Scottish government criticised at start of blood inquiry
- Published
The Scottish government has been criticised at the start of the contaminated blood inquiry.
Lawyers said Scots patients questioned why ministers were not playing a key role in the UK-wide investigation now under way in London.
In a statement on behalf of about 250 Scottish victims, Aidan O'Neill said the people he represented judged the move "cowardly" and "appalling".
The Scottish government said it was in talks with the Cabinet Office.
The public inquiry is looking at how thousands of NHS patients were given infected blood products during the 1970s and 1980s in what has been dubbed the worst-ever NHS treatment disaster.
It comes three years after the Penrose Inquiry, which was set up by the Scottish government, was labelled a "whitewash".
Its powers were limited and returned a single recommendation that anyone in Scotland who had a blood transfusion before 1991 should be tested for Hepatitis C.
In a statement to the new inquiry read by Mr O'Neill the families said they saw the Penrose Inquiry as "a lost opportunity and unfinished business".

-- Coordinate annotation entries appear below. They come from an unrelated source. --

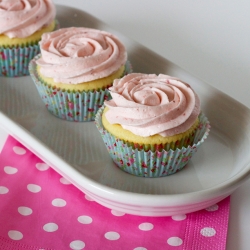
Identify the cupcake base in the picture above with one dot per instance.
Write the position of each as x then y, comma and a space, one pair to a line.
14, 61
70, 105
148, 163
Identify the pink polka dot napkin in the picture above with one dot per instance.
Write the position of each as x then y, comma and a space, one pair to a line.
39, 209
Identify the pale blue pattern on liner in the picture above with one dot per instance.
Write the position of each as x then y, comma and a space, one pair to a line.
70, 106
14, 61
147, 163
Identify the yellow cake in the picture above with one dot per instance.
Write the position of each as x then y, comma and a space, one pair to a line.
34, 38
153, 140
97, 84
152, 125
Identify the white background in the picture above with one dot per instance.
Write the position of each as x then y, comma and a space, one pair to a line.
210, 39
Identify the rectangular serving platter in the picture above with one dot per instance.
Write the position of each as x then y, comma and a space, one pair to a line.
76, 150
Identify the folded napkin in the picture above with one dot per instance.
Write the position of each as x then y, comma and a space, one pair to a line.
39, 209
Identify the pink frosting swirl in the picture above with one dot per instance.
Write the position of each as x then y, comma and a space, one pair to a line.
75, 55
21, 18
152, 104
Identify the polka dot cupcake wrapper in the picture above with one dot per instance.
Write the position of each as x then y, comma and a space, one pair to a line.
73, 105
15, 61
151, 163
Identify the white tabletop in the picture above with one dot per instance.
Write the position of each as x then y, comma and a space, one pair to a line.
207, 38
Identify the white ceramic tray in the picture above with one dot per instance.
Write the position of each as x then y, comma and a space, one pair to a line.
77, 152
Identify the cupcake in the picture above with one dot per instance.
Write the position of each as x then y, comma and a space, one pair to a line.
153, 124
75, 69
22, 24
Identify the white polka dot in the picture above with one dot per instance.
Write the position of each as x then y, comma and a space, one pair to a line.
179, 217
117, 213
42, 166
50, 227
64, 181
112, 236
10, 170
59, 202
3, 190
208, 231
88, 198
25, 211
212, 208
34, 188
15, 235
77, 244
175, 241
146, 226
84, 219
19, 150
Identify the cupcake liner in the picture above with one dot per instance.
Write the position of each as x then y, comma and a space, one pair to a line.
148, 163
14, 61
70, 105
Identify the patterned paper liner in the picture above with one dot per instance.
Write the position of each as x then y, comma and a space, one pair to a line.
14, 61
151, 163
71, 105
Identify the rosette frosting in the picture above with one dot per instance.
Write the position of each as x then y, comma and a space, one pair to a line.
22, 18
75, 55
152, 104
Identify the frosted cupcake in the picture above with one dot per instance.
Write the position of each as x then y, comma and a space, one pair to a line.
22, 24
75, 69
153, 124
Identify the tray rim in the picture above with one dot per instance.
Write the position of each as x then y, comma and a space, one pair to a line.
6, 123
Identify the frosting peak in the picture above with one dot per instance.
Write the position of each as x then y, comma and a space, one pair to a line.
152, 104
76, 55
22, 18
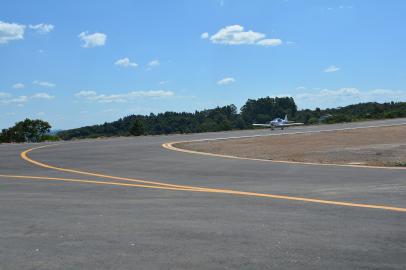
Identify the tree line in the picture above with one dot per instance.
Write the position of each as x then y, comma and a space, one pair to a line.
224, 118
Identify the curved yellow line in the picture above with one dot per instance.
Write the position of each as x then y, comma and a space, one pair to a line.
170, 146
88, 181
25, 157
160, 185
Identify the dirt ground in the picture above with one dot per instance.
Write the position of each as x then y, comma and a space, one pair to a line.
383, 146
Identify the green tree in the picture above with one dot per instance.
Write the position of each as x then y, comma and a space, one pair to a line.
26, 131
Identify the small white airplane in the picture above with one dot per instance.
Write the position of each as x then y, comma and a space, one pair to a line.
279, 123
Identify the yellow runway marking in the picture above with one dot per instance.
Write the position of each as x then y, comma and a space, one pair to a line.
160, 185
25, 157
88, 181
229, 192
170, 146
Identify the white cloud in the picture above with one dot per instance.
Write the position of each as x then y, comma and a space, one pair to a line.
331, 69
44, 84
42, 96
270, 42
125, 62
11, 31
6, 98
154, 63
42, 28
4, 95
226, 80
18, 86
345, 96
235, 35
92, 40
121, 98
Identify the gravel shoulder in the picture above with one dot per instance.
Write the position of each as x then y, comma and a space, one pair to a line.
380, 146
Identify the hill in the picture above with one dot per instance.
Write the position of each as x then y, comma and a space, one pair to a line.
228, 118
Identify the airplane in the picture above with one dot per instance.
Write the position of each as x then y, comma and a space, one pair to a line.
279, 123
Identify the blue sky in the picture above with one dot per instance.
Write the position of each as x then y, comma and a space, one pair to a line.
76, 63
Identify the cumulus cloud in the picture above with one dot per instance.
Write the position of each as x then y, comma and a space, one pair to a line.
344, 96
152, 64
43, 84
125, 62
18, 86
6, 98
10, 32
204, 35
226, 80
121, 98
92, 40
270, 42
42, 28
235, 35
42, 96
331, 69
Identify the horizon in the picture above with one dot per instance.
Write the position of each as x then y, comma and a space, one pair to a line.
156, 56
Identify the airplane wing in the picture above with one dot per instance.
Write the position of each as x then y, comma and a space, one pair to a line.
262, 125
293, 124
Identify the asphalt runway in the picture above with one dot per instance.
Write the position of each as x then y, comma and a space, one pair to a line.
94, 212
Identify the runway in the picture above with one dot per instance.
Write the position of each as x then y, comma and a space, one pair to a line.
129, 203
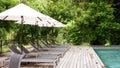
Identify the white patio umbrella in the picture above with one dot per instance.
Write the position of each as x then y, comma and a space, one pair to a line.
24, 14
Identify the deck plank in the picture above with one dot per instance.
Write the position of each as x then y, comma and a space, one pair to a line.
80, 57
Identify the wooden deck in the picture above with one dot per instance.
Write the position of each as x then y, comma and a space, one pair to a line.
80, 57
75, 57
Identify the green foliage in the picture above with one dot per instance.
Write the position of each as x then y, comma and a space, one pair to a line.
92, 20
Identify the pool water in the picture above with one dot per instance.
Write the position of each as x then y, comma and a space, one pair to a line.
110, 57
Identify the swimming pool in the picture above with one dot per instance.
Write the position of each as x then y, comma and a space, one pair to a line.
110, 57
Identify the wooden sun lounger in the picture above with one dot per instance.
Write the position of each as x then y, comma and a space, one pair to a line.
42, 61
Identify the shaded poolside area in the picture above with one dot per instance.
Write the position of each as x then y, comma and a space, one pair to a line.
75, 57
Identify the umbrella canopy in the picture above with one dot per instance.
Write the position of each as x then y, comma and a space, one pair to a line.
19, 11
28, 15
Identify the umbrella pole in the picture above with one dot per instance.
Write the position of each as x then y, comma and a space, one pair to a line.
21, 38
37, 32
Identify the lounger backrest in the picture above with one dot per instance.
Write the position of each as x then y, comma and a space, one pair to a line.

The families shared the concerns "at the failure to date of the Scottish government to apply to come into this inquiry as a core participant", he said.
Mr O'Neill added: "That failure has not been well received by those whom we represent.
"Damning words such as 'cowardice', as showing an 'appalling attitude', a 'shocking misjudgement' and an 'embarrassing' failure on the part of the Scottish government - particularly against the fact that so many Scots - survivors of Penrose you might say - have been recognised as core participants in this inquiry.
"We don't understand why the Scottish government has apparently changed its position from when Shona Robison, the then Scottish Secretary of Health, wrote to the prime minister on 27 October 2017 confirming that she 'expected' that the Scottish government along with the other administrations in the UK - would each be represented as core participants to the inquiry with legal representation."
About 3,000 Scots patients are estimated to have been infected by contaminated blood products between the 1970s and 1991. Many of them have since died.
Earlier, Mr O'Neill told victims at the hearing: "We are hopeful that this inquiry will be able to properly and fully answer so many questions which have been raised by those whom we represent - those questions which for us were left unanswered by our experience in the Penrose Inquiry."
'Basic rights'
He said: "It is the basic rights of the infected and the affected which have not been respected in the many years in which you have had to live through this contaminated blood disaster.
"Our experience is that the injury and the deaths in so many cases which have been suffered have resulted from wrongful acts on the part of those responsible for providing supplies blood and blood products."
A Scottish government spokeswoman said: "We are in the process of discussing a number of issues with the Cabinet Office, such as the inquiry's terms of reference, in order to enable the Scottish government and NHS Scotland bodies to participate fully in the inquiry.
"As we have already set out, we expect to become core participants to the inquiry once these issues are resolved."